In my research I use tools from stochastic analysis, Riemannian geometry, and statistics on manifolds to analyze and model high-dimensional and potentially nonlinear data. I have developed applications of this research in mathematical finance and shape analysis.
Selected Publications
- Philipp Harms, David Stefanovits. Affine representations of fractional processes with applications in mathematical finance. Accepted for publication in Stochastic Processes and their Applications (2018). arXiv:1510.04061
- Philipp Harms, David Stefanovits, Josef Teichmann, Mario Wüthrich. Consistent recalibration of yield curve models. Mathematical Finance (2017), pp. 1-43. arXiv:1502.02926.
- Philipp Harms, Marvin Müller. Weak convergence rates for stochastic evolution equations and applications to nonlinear stochastic wave, HJMM, stochastic Schroedinger and linearized stochastic Korteweg-de Vries equations. arXiv:1710.01273.
- Martin Bauer, Martins Bruveris, Philipp Harms, Jakob Møller-Andersen. A numerical framework for Sobolev metrics on the space of curves. SIAM Journal on Imaging Sciences 10, 1 (2017), pp. 47-73. arXiv:1603.03480. Code available on https://github.com/h2metrics/h2metrics.

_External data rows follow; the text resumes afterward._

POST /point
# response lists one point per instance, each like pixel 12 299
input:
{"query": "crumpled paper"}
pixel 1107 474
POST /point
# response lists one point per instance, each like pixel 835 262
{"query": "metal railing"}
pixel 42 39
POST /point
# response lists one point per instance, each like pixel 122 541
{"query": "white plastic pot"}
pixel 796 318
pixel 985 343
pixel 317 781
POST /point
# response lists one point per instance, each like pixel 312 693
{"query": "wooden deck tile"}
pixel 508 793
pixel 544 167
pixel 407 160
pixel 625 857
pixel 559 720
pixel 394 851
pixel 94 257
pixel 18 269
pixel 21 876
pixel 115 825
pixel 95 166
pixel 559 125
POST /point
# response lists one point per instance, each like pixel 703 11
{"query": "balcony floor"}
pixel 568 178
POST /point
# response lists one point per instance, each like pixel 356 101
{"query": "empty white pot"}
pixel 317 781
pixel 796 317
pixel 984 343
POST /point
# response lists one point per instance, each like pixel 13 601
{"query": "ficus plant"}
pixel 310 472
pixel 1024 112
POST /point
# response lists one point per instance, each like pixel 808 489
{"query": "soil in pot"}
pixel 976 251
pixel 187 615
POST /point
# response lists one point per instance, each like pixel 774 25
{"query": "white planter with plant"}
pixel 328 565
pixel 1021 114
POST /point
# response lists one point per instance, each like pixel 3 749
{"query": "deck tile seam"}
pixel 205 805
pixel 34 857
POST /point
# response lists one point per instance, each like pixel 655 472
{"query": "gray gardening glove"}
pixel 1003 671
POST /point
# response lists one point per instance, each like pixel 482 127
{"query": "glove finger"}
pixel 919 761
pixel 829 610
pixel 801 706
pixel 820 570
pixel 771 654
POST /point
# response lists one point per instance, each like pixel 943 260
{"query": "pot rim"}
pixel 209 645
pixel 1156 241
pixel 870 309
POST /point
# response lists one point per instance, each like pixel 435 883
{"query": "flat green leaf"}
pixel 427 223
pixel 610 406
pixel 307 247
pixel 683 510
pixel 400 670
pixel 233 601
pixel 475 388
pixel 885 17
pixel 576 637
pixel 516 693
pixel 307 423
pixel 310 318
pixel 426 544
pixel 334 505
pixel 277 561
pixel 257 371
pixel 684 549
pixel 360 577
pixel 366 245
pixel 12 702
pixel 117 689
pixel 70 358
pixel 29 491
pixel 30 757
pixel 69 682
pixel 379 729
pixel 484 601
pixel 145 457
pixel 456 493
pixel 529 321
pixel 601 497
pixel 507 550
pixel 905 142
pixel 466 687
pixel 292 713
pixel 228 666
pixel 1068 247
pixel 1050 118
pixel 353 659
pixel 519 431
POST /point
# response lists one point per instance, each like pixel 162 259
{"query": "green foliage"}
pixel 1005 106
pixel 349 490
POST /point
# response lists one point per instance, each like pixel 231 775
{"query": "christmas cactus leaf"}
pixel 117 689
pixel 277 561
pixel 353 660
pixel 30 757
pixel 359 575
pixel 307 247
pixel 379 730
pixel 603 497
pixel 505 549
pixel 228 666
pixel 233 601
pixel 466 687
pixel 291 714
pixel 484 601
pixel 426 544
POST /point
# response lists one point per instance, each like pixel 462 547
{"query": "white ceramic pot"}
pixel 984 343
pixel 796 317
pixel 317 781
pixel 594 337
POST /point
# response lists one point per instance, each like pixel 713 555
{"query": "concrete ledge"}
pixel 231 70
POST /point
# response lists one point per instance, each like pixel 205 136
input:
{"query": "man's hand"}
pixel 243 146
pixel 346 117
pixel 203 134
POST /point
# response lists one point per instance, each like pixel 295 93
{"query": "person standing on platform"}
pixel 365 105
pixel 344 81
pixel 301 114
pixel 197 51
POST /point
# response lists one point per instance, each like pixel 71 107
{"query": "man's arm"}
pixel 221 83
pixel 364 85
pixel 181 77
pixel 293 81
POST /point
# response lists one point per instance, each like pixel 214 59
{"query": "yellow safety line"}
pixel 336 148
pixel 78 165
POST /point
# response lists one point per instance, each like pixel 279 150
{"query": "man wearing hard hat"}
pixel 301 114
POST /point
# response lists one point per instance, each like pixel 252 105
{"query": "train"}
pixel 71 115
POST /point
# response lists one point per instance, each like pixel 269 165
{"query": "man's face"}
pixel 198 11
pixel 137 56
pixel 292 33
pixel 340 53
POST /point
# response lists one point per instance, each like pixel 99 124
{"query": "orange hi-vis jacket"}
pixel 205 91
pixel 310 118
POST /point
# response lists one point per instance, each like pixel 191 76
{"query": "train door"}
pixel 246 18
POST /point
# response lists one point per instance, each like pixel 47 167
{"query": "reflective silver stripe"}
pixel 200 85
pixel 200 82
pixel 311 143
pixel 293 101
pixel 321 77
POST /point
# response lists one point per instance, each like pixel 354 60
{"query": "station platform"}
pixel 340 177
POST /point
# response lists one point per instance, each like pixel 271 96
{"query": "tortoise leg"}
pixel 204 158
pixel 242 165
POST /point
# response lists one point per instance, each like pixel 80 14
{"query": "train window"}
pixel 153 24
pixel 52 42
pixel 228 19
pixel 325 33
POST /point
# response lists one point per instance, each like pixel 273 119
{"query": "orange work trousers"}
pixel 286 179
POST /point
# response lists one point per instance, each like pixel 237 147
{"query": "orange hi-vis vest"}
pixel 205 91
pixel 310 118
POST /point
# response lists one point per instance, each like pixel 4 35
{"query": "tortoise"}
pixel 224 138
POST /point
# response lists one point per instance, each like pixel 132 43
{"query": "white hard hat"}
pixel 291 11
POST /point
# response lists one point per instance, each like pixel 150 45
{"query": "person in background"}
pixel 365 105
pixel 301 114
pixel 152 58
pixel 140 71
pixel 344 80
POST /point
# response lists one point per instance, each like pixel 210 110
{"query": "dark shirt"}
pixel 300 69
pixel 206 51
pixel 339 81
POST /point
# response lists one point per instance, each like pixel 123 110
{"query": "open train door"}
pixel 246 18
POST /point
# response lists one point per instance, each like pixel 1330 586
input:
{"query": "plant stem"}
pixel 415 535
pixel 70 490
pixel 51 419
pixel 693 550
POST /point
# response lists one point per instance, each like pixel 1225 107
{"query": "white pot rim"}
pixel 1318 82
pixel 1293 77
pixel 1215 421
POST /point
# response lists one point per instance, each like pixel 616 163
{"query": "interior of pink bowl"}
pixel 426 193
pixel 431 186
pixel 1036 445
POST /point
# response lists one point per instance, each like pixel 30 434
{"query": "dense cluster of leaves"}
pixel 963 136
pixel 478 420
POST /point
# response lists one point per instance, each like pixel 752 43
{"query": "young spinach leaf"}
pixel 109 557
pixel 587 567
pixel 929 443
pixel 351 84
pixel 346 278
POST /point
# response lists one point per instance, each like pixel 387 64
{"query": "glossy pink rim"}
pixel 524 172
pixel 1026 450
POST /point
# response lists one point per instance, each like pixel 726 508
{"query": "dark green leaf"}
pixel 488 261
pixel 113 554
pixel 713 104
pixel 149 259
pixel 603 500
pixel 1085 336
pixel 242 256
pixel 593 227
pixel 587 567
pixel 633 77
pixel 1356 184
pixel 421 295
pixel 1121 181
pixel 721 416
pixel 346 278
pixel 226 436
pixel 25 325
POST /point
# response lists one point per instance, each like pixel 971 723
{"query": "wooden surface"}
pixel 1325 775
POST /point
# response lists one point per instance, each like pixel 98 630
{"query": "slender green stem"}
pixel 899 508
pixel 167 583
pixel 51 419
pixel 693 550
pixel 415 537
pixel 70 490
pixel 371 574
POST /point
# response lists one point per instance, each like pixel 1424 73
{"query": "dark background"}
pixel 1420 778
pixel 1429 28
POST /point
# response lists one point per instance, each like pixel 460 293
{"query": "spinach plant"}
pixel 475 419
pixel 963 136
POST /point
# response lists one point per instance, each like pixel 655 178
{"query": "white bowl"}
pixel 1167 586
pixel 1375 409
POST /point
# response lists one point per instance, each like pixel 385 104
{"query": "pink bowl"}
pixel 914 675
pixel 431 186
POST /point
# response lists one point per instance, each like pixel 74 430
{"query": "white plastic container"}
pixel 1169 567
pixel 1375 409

- Martin Bauer, Philipp Harms, Peter W. Michor. Sobolev metrics on the manifold of all Riemannian metrics. Journal of Differential Geometry 94, 2 (2013), pp. 187-208. arXiv:1102.3347
FRIAS Research Project
Stochastic shape analysis and stochastic geometric mechanics
'The proposed research aims at developing stochastic models for data in nonlinear infinite-dimensional spaces (shape spaces being the prime example) and contributes to a better understanding of the geometry of stochastic processes. It operates within the frameworks of shape analysis and geometric mechanics, which have established themselves as successful tools for handling both non-linearity and infinite-dimensionality, and builds on recently developed stochastic extensions of these methods. Some specific goals are studying singularities of stochastic processes on shape spaces in relation to curvature, developing a variational calculus for stochastic processes which treats drift and volatility as equally important state variables, and bringing these results to applications in shape analysis, hydrodynamics, and mathematical finance.